The first of December, Joe began talking about going to California to visit our Kumas. After several ...expensive...long distance calls to them, he decided to go for two weeks. I took him to the airport and kissed him goodbye....praying the vacation would help him. I talked to him everyday and to Kuma Lillian who assured me Joe was doing fine and had not had a seizure since he got there.

The day before he was due to fly home, he called...collect...and said he was staying for another week...then it was another week. The kids and I went to Indiana for Christmas...a sad one for us without Joe. Then it was New Year's ...and again, Joe had decided to stay longer. Except now, he was saying he was never coming back. Several days, several angry phone calls and a few buckets of tears...I agreed to join him...if he had a job first.

A few days later he said he had a job with an office cleaning company. Subsequently, I put our house up for sale. Then I had an indoors garage sale...selling all our furniture, keeping only essential items...kitchenware, dishes, linens, and our clothes. I cried over every piece of furniture that walked out the door.

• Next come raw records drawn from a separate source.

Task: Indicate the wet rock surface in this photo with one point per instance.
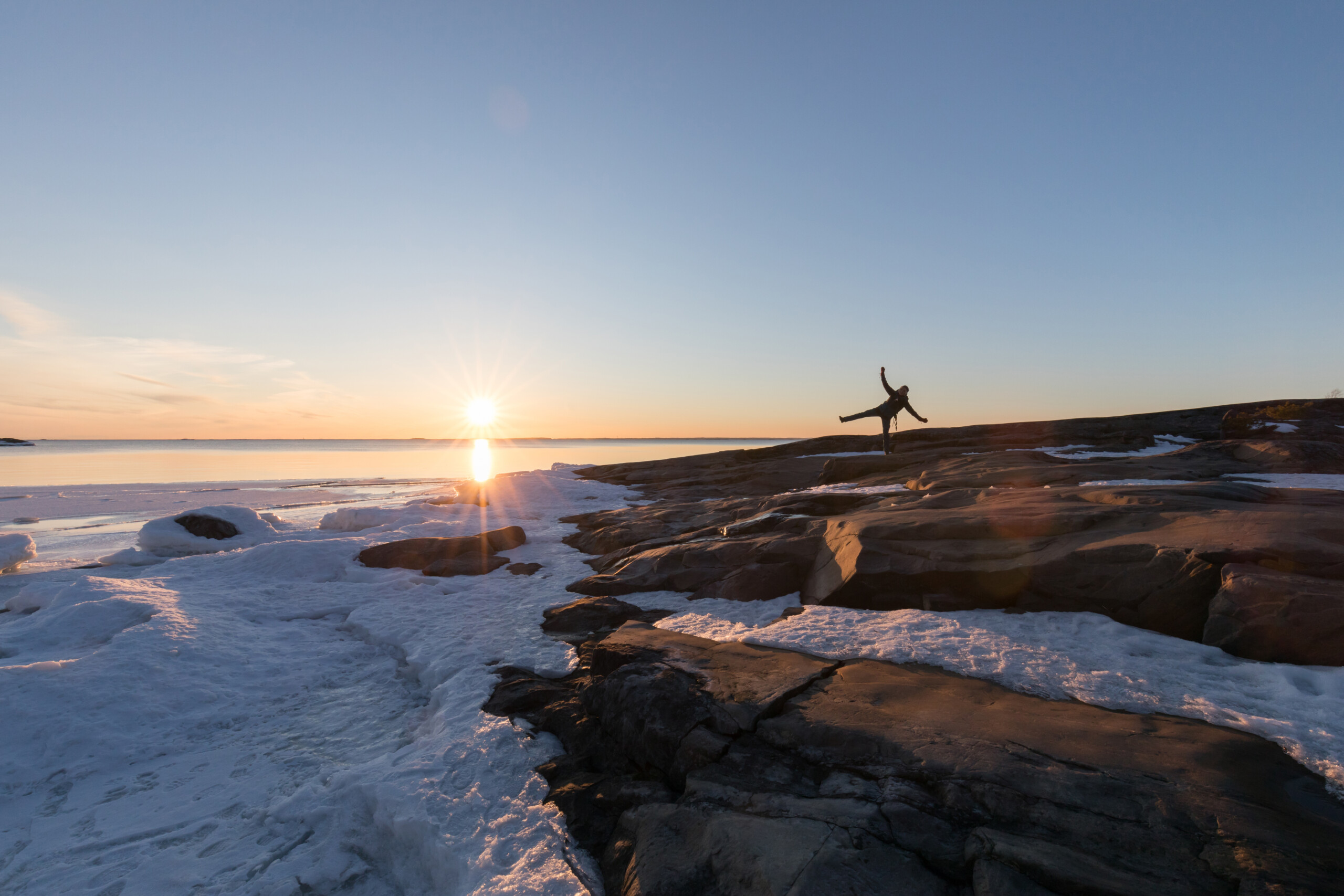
(421, 554)
(704, 767)
(973, 519)
(1277, 617)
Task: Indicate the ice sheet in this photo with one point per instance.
(280, 718)
(851, 489)
(843, 455)
(1294, 480)
(15, 549)
(1136, 483)
(1084, 656)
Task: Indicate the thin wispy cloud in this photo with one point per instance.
(53, 371)
(26, 319)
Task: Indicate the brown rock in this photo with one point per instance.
(466, 565)
(1277, 617)
(741, 770)
(417, 554)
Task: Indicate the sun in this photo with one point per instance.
(481, 412)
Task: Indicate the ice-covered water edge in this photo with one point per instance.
(1061, 656)
(445, 798)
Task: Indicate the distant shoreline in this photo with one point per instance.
(494, 438)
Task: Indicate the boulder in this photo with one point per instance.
(1146, 556)
(704, 767)
(466, 565)
(207, 527)
(760, 568)
(418, 554)
(17, 549)
(471, 492)
(1277, 617)
(586, 617)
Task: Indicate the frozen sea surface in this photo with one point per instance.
(280, 719)
(280, 716)
(1083, 656)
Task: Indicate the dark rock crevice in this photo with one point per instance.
(702, 767)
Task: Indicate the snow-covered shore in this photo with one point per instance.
(279, 716)
(250, 721)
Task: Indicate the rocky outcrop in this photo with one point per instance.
(699, 767)
(467, 555)
(975, 522)
(756, 568)
(1278, 617)
(1146, 555)
(207, 527)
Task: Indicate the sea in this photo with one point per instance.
(84, 499)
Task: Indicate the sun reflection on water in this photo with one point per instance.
(481, 460)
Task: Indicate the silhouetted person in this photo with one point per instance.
(887, 412)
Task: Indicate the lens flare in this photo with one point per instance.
(481, 412)
(481, 460)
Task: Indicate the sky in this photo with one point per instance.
(324, 219)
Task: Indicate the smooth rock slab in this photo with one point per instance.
(417, 554)
(1277, 617)
(702, 767)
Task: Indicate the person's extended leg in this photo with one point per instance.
(875, 412)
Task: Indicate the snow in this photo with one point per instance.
(358, 519)
(1294, 480)
(166, 537)
(1078, 656)
(17, 549)
(1164, 445)
(280, 718)
(277, 718)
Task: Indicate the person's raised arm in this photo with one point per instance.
(890, 392)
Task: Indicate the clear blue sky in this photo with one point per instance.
(287, 219)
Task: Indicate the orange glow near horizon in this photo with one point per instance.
(481, 460)
(480, 412)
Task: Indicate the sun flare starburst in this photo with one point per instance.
(480, 412)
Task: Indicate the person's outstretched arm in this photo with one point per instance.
(890, 392)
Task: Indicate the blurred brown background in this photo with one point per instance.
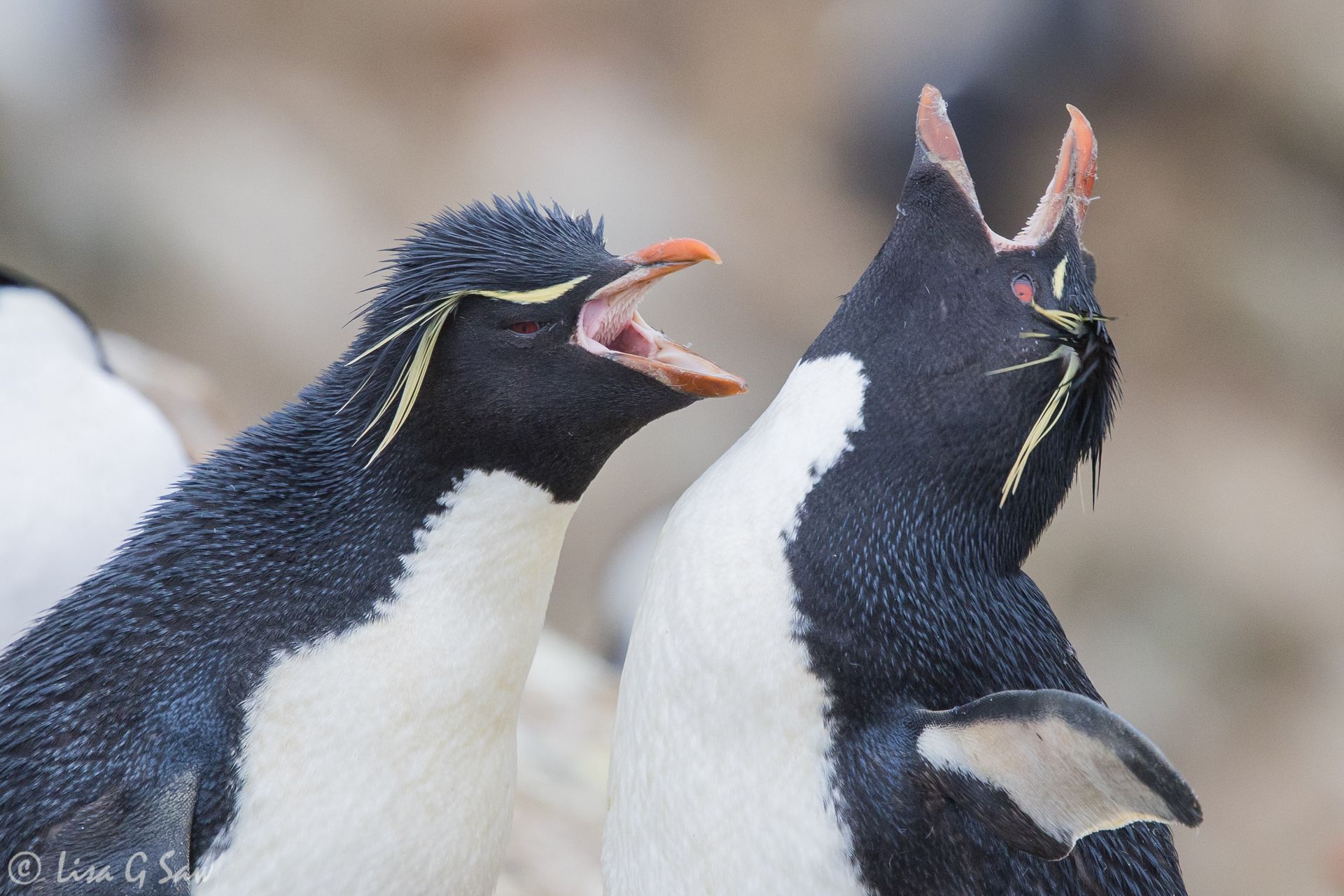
(218, 181)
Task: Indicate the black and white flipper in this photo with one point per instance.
(1043, 769)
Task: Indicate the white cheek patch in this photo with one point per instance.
(1065, 762)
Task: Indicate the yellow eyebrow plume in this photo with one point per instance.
(409, 379)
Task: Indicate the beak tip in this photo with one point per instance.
(675, 251)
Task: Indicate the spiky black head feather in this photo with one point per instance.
(993, 374)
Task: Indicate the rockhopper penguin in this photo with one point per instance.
(83, 453)
(840, 680)
(302, 675)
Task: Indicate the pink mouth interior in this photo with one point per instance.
(610, 323)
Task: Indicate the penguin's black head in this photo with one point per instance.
(993, 352)
(511, 326)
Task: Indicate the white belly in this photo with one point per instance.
(720, 773)
(382, 761)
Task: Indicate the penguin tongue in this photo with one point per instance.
(610, 326)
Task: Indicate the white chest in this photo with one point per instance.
(384, 760)
(720, 773)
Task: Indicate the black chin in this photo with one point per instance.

The first of February, Joe flew home to help me drive across country. We had a station wagon and a Volkswagen. We crammed the Volks as full as it would go. We rented a car-topper for the top of the staton wagon and stuffed it full. The back of the station wagon was also loaded down.

When we were ready to leave, after tearful goodbyes to my brother and uncle, Joe's brother and uncle, with everybody in the station wagon, I told them I needed to check on something. Leaving them all in the car...I went back inside to say a final farewell to the first home I had ever owned and loved as I would never love another house.

Joe sent Tammy to get me..and she found me on the floor of my lovingly refurbished bathroom, sobbing my heart out....and joined me. A few minutes later, Buddy came looking for us...and he too was soon on the floor with us...all three of us sitting there with our arms around each other, me hugging them both to me....crying as hard as we could...and the next thing I knew, Jimmy was there crying with us. He had decided to drive by, thinking we had gone.

The trip was long and uneventful, except for me crying most of that first day.